Churn prediction is one of the most well known applications of machine learning and data science in the Customer Relationship Management (CRM) and Marketing fields. Simply put, a churner is a user or customer that stops using a company’s products or services.

Churn applications are common in several sectors:

  • Subscription business companies (think internet and telephone services providers): customers that are most likely to churn at the end of their subscription are contacted by a call center and offered a discount.

  • E-commerce companies (think Amazon and the like): automatic e-mails are sent to customers that haven’t bought anything for a long time, but may respond to a promotional offer.

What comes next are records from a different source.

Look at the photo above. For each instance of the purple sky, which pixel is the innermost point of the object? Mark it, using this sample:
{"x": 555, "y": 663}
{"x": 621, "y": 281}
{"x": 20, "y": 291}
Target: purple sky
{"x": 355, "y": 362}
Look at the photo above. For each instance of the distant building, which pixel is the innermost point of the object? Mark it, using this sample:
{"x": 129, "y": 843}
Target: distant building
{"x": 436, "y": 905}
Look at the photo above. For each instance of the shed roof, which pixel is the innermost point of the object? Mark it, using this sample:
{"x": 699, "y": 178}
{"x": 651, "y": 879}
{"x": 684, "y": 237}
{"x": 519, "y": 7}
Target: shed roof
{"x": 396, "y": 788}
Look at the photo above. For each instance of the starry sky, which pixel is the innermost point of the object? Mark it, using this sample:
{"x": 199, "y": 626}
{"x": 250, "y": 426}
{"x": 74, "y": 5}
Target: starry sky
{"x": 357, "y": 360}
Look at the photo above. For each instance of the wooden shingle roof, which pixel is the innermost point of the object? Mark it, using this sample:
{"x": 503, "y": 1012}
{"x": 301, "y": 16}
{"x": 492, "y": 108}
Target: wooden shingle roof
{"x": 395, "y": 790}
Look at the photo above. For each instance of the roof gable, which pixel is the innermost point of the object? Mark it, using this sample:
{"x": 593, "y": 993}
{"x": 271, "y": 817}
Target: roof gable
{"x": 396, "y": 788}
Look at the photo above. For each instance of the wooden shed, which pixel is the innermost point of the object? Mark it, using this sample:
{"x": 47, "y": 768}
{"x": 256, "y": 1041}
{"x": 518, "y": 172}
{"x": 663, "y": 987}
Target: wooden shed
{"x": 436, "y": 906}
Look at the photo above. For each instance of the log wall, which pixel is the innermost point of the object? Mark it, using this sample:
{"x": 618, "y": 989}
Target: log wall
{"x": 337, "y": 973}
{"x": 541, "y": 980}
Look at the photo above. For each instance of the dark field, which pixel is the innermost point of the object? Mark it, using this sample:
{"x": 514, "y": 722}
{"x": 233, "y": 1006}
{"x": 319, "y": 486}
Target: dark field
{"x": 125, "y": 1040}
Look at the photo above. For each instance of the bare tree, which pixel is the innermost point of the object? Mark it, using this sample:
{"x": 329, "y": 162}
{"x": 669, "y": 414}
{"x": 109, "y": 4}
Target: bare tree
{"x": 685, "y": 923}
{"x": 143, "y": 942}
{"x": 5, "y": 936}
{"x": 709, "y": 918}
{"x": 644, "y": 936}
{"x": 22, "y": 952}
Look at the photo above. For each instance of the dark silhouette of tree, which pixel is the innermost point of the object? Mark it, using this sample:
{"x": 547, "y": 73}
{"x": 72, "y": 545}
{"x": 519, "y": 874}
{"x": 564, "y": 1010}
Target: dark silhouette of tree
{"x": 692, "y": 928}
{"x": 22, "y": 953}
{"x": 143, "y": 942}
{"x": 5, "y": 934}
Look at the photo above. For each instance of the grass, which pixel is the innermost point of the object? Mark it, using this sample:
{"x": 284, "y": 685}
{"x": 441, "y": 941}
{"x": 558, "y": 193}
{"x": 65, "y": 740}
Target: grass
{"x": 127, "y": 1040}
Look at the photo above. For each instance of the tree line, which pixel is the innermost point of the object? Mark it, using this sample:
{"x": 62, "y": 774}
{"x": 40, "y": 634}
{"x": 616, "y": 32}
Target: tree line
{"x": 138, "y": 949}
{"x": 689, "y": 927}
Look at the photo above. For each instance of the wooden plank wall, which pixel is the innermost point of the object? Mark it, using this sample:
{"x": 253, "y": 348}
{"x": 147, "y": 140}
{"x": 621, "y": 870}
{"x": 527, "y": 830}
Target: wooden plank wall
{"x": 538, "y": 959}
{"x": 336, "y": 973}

To read more about how Dataiku’s customers fight churn, feel free to consult our Churn and Lifetime Value success stories.

In this tutorial, you will learn how to use Dataiku DSS to create your own churn prediction model, based on your customer data. More precisely, you will learn how to:

  • Define churn as a data science problem (i.e. create a variable or “target” to predict)

  • Create basic features that will enable you to detect churn

  • Train your first model and deploy it to predict future churn

  • Learn how to deal with time-dependent features and modeling, a refined concept of machine learning and data science.


This is an advanced tutorial so if you are lost at some point, please refer to the documentation or to the Basics courses. We will rely a lot on a PostgreSQL database, so you will need to set up one and the proper DSS connection as well. Also, a basic knowledge of SQL is required.